Леха
1992-й год
Прошло два года. Не день, не неделя, не срок на донышке стакана — два года, прожженных, как шкура бомжа под фонарем, два года, которые воняют потом, кровью, предательством и зубным порошком, перемешанным с мочой в вонючих коридорах. Мы не просто выжили — мы закалились, как железо в говне. Нас стало больше. Рядом были не только Кирилл и Валера — к нам тянулись те, кто дышал так же, кто жил не головой, а нутром, кто не боялся в глаз смотреть, кто за спиной не держал обломок зубной щетки, заточенный до звона. Мы стали командой — не братвой, не шайкой, не кодлой, а именно стаей. Своих не сдавали. Чужим — шею на излом. Нас называли по-разному, кто с уважением, кто со страхом, кто с ненавистью.
Мы не щадили. Особенно насильников. Те, кто лез к девочкам, к детям, к слабым, к тем, кто орет и не может убежать — для нас не люди. Мы их гнобили, давили, били так, чтобы запомнили, а если не запоминали — чтобы больше не вставали. Один был такой — надзирательный любимец, мразь с глазами, как копченые яйца, у которого за плечами были две девчонки — одна тринадцать, другая пятнадцать, и обе потом с петлей в школьной раздевалке. Он пришел к нам улыбаясь, типа все в порядке, будет сидеть, как все. Через неделю он уже не улыбался. Через две — не ходил. Через три — его повезли в санчасть с выворотом челюсти и треснутой лопаткой. Мы не трогали сразу — ждали. А потом в душевой, ночью, под крики, когда все гремело и не слышно ни слова, мы сделали свое. Кирилл держал, Валера бил, я резал старым лезвием по щеке. Не насмерть — но чтоб каждый раз, когда в зеркало смотрел, вспоминал. Он потом перевелся сам, попросился к блатным, а те его добили — за репутацию.
Врагов у нас было полно. Те, кто продавался за сигу, кто стучал, кто стелился под верх, кто строил из себя блатного, а сам по ночам стонал в подушку. Один раз я шел с кружкой кипятка, поворачиваю за угол, а там — удар. Вилка. Заточка самодельная, согнутая, как змея. Влетела в ребро, по касательной, но глубоко. Я в ответ — локтем по горлу, заточника уронил, коленом в почку, потом пяткой в лицо. Молча. Без слов. Меня потом зашивали без наркоза. А он? Он неделю харкал кровью, пока не утонул в собственной блевотине. Не жалею. Это здесь — или ты, или тебя.
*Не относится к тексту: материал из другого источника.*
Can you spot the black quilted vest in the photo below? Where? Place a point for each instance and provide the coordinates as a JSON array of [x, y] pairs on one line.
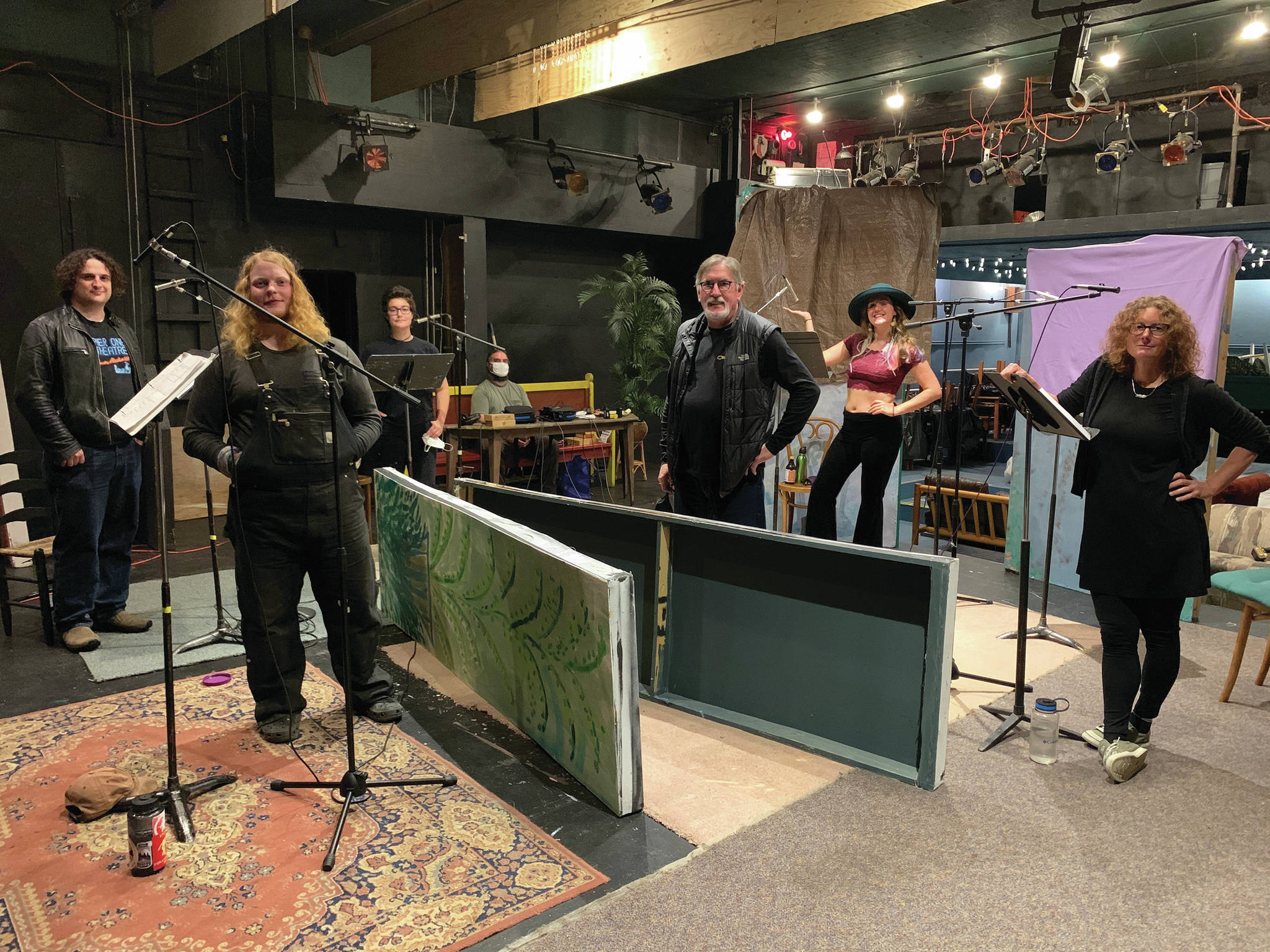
[[747, 395]]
Ночью у нас было как на фронте. Сны не снились. Только дыхание — тихое, рядом, рваное. Мы спали посменно, один всегда сторожил. Кирилл просыпался от любого шороха, Валера спал с куском трубы под подушкой. Каждый день был как экзамен. На прочность, на смелость, на верность. Тебя могли сдать, могли убить, могли купить. Но нас — не могли. Мы держались. Даже когда срач был повсюду. Даже когда воду отключали на неделю и мы мылись из чайника. Даже когда в соседней камере орали так, что хотелось выть. Мы держались. Вместе. Все остальное — ложь, страх и гниль. И пока мы живы — мы выживем.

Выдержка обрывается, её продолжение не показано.